Festival director Bero Beyer found it difficult to choose eight films to nominate for the Hivos Tiger Award. After all, what makes a film special? According to Beyer, film drama calls A woman, a Part by Elisabeth Subrin evokes a sense of nostalgia and is also outspoken, bold and, above all, human.
The #IFFR-check by Culture Press is that A Woman, a Part especially drawn-out and certainly not daring.
Feminism plays an important role in film artist Subrin's work. Also A Woman, a Part deals with this theme. Main character Anna, television star (Maggie Siff known from Mad Men) is overworked and is taking a time-out. We follow her account.
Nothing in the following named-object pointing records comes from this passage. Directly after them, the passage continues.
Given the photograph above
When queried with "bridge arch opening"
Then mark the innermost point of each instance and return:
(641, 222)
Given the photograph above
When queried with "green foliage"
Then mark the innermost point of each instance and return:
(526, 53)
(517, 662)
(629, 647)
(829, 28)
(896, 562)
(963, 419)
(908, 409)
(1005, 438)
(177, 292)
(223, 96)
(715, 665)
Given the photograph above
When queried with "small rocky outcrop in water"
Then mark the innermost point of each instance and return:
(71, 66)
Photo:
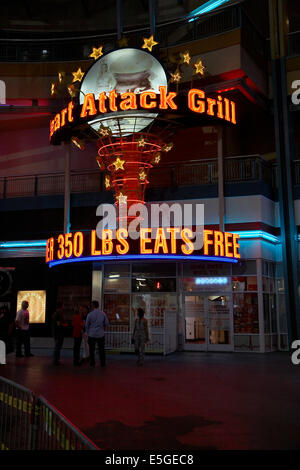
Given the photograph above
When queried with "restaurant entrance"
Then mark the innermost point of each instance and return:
(208, 322)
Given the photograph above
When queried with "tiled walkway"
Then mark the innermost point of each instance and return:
(183, 401)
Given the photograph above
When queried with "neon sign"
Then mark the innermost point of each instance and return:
(163, 242)
(197, 102)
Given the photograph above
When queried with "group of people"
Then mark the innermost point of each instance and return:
(87, 329)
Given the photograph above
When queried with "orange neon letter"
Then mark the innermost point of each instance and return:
(78, 244)
(143, 99)
(173, 231)
(122, 234)
(107, 244)
(70, 111)
(88, 107)
(188, 248)
(129, 101)
(94, 252)
(102, 98)
(199, 106)
(228, 244)
(112, 100)
(236, 245)
(144, 240)
(219, 243)
(207, 241)
(210, 106)
(166, 100)
(160, 241)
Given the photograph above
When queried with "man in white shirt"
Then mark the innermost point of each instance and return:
(22, 331)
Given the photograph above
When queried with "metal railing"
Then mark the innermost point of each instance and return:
(173, 32)
(32, 423)
(203, 172)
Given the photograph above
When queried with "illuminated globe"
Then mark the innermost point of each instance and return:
(124, 70)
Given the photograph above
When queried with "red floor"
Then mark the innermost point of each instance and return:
(183, 401)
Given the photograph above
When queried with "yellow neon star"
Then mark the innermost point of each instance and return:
(167, 147)
(157, 158)
(199, 67)
(186, 58)
(96, 52)
(149, 43)
(107, 182)
(119, 164)
(142, 175)
(104, 131)
(123, 42)
(72, 91)
(122, 199)
(175, 77)
(61, 76)
(141, 142)
(78, 75)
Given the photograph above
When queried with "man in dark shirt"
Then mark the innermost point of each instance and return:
(59, 324)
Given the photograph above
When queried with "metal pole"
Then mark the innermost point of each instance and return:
(283, 129)
(67, 188)
(221, 180)
(120, 18)
(152, 16)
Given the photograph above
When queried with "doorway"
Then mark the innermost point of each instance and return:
(208, 324)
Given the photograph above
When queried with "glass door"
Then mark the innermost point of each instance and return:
(208, 322)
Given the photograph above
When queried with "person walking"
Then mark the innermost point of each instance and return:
(86, 350)
(59, 325)
(95, 325)
(22, 331)
(78, 325)
(140, 336)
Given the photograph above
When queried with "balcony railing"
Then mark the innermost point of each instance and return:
(205, 172)
(175, 32)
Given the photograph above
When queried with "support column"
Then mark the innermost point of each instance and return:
(67, 188)
(221, 180)
(283, 131)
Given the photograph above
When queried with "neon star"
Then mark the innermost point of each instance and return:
(107, 182)
(142, 175)
(167, 147)
(141, 142)
(78, 75)
(149, 43)
(96, 52)
(123, 42)
(119, 164)
(104, 131)
(186, 58)
(157, 158)
(122, 199)
(199, 67)
(175, 77)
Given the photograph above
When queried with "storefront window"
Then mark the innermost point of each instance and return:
(208, 284)
(243, 283)
(117, 308)
(245, 311)
(157, 284)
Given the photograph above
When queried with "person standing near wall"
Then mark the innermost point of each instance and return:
(95, 325)
(22, 331)
(59, 325)
(140, 336)
(78, 324)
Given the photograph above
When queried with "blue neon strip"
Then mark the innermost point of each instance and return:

Subrin wants to portray her as a complex woman: a star, a workaholic, a drug addict and an independent personality.
Her vulnerability raises questions. That's fine, but within the reality of the film it doesn't convince. Anna is tragicomic when she throws film scripts into her swimming pool with her nose full of coke, chaotic when she loses her keys, impulsive when she unceremoniously dives into bed with the key man, and depressed when she wanders aimlessly through New York. She shows firmness in rejecting advances from her former colleagues Kate (Cara Seymour) and Isaac (John Ortiz), but is this feminist? The uninspired atmospheric images of New York add little. Remarkably, Siff's acting is too technical in contrast to the warm-hearted acting of her antagonists. Then prefer an episode of the series Sex, and the City. Never boring, higher feminist content with independent women.
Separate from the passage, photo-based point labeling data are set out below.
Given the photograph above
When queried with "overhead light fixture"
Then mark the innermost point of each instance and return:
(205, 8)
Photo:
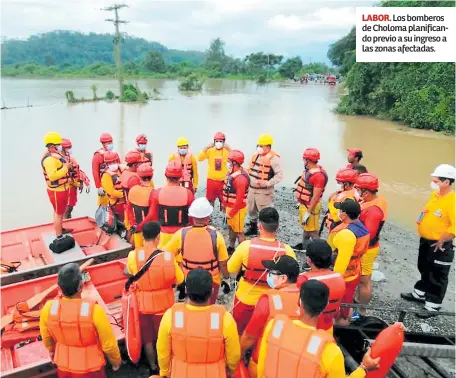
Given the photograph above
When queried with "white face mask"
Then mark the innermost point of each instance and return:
(435, 186)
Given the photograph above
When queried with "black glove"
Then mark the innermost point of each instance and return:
(226, 287)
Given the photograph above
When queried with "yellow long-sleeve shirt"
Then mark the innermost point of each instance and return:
(194, 168)
(132, 267)
(344, 241)
(175, 246)
(216, 165)
(55, 170)
(106, 337)
(438, 217)
(332, 359)
(246, 292)
(108, 185)
(230, 335)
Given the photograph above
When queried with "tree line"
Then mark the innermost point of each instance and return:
(421, 95)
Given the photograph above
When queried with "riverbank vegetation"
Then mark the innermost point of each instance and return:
(421, 95)
(76, 55)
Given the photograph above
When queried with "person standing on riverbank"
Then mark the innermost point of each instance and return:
(436, 227)
(374, 211)
(265, 172)
(309, 191)
(187, 160)
(56, 174)
(217, 156)
(354, 156)
(99, 166)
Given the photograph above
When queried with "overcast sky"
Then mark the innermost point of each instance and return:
(288, 27)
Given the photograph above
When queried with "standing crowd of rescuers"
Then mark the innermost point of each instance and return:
(355, 217)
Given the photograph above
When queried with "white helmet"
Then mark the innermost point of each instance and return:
(200, 208)
(444, 170)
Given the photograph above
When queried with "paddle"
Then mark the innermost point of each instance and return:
(38, 298)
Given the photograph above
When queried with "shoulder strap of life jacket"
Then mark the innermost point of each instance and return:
(143, 269)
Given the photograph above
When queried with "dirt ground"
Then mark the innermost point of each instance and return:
(397, 260)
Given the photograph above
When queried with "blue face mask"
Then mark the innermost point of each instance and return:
(270, 280)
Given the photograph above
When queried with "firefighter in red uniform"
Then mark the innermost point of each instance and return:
(374, 211)
(99, 166)
(282, 299)
(138, 200)
(235, 192)
(309, 191)
(78, 179)
(319, 259)
(169, 205)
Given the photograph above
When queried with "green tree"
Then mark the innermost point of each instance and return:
(154, 62)
(291, 67)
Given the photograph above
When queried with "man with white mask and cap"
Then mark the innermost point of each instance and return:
(436, 227)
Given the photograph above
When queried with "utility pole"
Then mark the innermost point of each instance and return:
(117, 40)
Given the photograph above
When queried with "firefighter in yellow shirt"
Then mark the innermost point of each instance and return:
(217, 156)
(186, 349)
(436, 227)
(66, 326)
(300, 336)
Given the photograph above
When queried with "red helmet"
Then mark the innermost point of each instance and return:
(173, 169)
(219, 136)
(66, 143)
(105, 138)
(347, 175)
(111, 157)
(236, 156)
(141, 139)
(132, 157)
(145, 170)
(367, 181)
(311, 154)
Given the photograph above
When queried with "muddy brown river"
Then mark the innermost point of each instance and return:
(297, 116)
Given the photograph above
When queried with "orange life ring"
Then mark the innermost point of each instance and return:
(387, 346)
(130, 316)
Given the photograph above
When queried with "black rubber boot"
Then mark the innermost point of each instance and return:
(253, 229)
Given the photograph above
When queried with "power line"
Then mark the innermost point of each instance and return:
(117, 39)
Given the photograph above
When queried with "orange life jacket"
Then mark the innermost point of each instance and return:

A #IFFR-Tiger that does penetrate you and is worthy of Tiger Wards is Oscuro Animal Colombian director Felipe Guerrero's film debut
In this haunting film, three women escape the Colombian jungle war. Rocío has just done the laundry and notices that her husband and two sons are gone. The village is raided by paramilitaries. Along the way, her bus is also besieged and she takes a girl under her wing. The sick young woman La Noma is raped by her husband, who is a paramilitary. She stabs him to death and flees. The Barbie dolls in her bag reflect her lost youth. Paramilitary Nelsa, who is also abused (by her colleagues), deserts.
The tableau-like film footage in which no words are spoken tests your capacity for empathy. You want the victims in all these dangerous and deeply sad situations to express themselves with words. That this never happens creates a constant threat. The at times horrifying images are given extra charge by the excellent introverted acting of the three actresses. Their cries of anguish cut it. Certainly, by the end, the lethargic suffering of the sick La Noma becomes too much for you. You want to drop out, but keep watching this fascinating, silent film full of misery.